You should assess the merits of using a particular AI system in light of consideration of its effectiveness in making statistically accurate, and therefore valuable, predictions. Not all AI systems demonstrate a sufficient level of statistical accuracy to justify their use.
If you decide to adopt an AI system, then to comply with the data protection principles, you should:
- ensure that all functions and individuals responsible for its development, testing, validation, deployment, and monitoring are adequately trained to understand the associated statistical accuracy requirements and measures;
- make sure data is clearly labelled as inferences and predictions, and is not claimed to be factual;
- ensure you have managed trade-offs and reasonable expectations; and
- adopt a common terminology that staff can use to discuss statistical accuracy performance measures, including their limitations and any adverse impact on individuals.
What should we do about statistical accuracy post-deployment?
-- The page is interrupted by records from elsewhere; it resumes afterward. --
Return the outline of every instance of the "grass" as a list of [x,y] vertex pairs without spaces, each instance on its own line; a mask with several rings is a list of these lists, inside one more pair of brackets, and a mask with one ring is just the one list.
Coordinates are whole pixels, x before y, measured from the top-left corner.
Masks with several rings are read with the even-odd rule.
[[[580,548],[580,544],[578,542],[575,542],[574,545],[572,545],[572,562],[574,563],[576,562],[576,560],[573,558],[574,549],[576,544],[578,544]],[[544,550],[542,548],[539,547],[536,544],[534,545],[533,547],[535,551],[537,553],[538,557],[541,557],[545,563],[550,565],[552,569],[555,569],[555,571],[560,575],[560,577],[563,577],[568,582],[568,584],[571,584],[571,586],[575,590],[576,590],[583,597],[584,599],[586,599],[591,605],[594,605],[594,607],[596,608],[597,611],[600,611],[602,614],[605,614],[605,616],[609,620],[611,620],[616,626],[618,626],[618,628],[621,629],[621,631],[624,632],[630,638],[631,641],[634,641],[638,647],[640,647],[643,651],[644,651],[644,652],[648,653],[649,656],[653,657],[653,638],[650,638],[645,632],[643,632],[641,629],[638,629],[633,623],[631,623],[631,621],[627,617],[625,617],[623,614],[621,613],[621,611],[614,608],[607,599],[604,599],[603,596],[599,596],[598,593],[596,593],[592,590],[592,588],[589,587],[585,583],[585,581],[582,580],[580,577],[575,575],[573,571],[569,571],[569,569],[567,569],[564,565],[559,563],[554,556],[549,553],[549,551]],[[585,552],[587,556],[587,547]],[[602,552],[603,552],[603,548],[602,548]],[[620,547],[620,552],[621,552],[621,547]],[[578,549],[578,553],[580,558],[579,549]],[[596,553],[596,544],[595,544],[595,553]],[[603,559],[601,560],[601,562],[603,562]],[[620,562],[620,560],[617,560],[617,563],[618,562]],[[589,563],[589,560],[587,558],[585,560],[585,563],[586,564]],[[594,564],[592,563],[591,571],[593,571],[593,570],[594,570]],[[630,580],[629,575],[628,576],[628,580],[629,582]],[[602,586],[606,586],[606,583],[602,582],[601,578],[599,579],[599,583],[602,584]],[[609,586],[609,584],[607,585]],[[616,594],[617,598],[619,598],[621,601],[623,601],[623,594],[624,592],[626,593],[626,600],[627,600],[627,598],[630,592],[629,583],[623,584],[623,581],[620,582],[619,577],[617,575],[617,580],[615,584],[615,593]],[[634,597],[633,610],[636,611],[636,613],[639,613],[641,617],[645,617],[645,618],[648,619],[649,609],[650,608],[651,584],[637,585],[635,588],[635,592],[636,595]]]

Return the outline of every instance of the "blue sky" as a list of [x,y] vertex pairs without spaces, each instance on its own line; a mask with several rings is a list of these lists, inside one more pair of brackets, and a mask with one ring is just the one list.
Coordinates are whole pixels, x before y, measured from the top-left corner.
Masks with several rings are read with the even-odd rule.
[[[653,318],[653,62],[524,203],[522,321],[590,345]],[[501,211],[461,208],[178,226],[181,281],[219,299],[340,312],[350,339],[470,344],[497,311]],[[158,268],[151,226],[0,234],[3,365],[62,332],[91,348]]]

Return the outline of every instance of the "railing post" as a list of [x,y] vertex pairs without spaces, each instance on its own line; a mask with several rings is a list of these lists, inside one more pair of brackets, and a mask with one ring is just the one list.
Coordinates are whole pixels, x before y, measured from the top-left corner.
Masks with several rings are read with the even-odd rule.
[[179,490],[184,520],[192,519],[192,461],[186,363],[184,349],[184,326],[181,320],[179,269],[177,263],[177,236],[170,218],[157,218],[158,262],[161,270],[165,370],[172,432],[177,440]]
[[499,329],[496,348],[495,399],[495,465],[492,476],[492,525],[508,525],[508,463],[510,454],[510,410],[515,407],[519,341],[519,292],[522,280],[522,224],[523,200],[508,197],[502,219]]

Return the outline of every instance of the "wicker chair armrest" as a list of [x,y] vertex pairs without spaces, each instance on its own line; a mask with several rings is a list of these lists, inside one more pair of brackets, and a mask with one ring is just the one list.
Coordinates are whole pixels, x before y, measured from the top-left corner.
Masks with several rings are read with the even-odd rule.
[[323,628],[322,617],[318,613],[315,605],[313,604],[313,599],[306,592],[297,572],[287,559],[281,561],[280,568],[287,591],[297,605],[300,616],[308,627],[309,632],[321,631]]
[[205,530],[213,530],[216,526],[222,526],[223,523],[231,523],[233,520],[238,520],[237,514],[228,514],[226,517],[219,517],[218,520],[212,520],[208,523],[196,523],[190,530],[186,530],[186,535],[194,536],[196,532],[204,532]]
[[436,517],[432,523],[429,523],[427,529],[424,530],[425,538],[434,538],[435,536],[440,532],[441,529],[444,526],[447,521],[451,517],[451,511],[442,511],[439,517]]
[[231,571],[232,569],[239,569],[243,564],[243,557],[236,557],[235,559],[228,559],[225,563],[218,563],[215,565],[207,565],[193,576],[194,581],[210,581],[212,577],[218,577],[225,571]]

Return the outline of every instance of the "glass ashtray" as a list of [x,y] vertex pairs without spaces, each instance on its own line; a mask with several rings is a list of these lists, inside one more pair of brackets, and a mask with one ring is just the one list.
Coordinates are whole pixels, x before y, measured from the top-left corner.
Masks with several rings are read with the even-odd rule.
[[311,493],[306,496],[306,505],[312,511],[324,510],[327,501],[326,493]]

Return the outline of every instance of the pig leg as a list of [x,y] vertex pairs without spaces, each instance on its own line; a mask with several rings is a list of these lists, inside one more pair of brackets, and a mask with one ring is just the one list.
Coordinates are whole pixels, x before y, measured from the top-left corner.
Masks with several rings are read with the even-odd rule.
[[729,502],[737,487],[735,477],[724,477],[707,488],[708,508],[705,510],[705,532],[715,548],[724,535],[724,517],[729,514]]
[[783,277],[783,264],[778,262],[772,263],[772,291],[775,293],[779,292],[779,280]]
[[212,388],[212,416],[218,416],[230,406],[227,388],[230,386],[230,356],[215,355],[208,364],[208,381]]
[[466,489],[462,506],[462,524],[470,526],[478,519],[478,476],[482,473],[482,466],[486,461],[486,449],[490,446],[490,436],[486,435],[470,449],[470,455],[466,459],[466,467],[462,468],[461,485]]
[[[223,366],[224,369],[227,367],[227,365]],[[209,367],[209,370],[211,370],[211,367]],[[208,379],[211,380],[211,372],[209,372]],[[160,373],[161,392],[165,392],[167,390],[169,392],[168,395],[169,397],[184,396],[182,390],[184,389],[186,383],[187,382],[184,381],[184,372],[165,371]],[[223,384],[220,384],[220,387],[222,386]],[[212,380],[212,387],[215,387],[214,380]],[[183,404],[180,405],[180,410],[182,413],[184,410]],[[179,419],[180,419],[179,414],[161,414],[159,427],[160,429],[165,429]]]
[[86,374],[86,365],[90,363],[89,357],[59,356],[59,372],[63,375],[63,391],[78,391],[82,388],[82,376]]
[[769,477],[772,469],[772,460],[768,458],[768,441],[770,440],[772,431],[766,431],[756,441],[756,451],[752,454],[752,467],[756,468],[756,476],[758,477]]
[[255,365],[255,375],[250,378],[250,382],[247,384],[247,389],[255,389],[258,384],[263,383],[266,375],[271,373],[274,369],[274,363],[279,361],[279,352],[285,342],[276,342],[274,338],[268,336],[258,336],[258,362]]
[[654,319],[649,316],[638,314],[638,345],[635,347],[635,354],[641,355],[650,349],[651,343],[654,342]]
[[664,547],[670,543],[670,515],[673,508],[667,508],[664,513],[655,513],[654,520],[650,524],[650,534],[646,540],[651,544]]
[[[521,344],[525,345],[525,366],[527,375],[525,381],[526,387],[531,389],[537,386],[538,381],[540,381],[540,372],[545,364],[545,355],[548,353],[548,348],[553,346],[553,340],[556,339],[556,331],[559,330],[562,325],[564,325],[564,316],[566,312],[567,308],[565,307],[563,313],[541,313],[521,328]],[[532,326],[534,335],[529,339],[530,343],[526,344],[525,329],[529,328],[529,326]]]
As part of your obligation to implement data protection by design and by default, you should consider statistical accuracy and the appropriate measures to evaluate it from the design phase and test these measures throughout the AI lifecycle. After deployment, you should implement monitoring, the frequency of which should be proportional to the impact an incorrect output may have on individuals. The higher the impact the more frequently you should monitor and report on it. You should also review your statistical accuracy measures regularly to mitigate the risk of concept drift. Your change policy procedures should take this into account from the outset.
Statistical accuracy is also an important consideration if you outsource the development of an AI system to a third party (either fully or partially) or purchase an AI solution from an external vendor. In these cases, you should examine and test any claims made by third parties as part of the procurement process.
Similarly, you should agree regular updates and reviews of statistical accuracy to guard against changing population data and concept/ model drift. If you are a provider of AI services, you should ensure that they are designed in such a way as to allow organisations to fulfil their data protection obligations.
Finally, the vast quantity of personal data you may hold and process as part of your AI systems is likely to put pressure on any pre-existing non-AI processes you use to identify and, if necessary, rectify/ delete inaccurate personal data, whether it is used as input or training/ test data. Therefore, you need to review your data governance practices and systems to ensure they remain fit for purpose.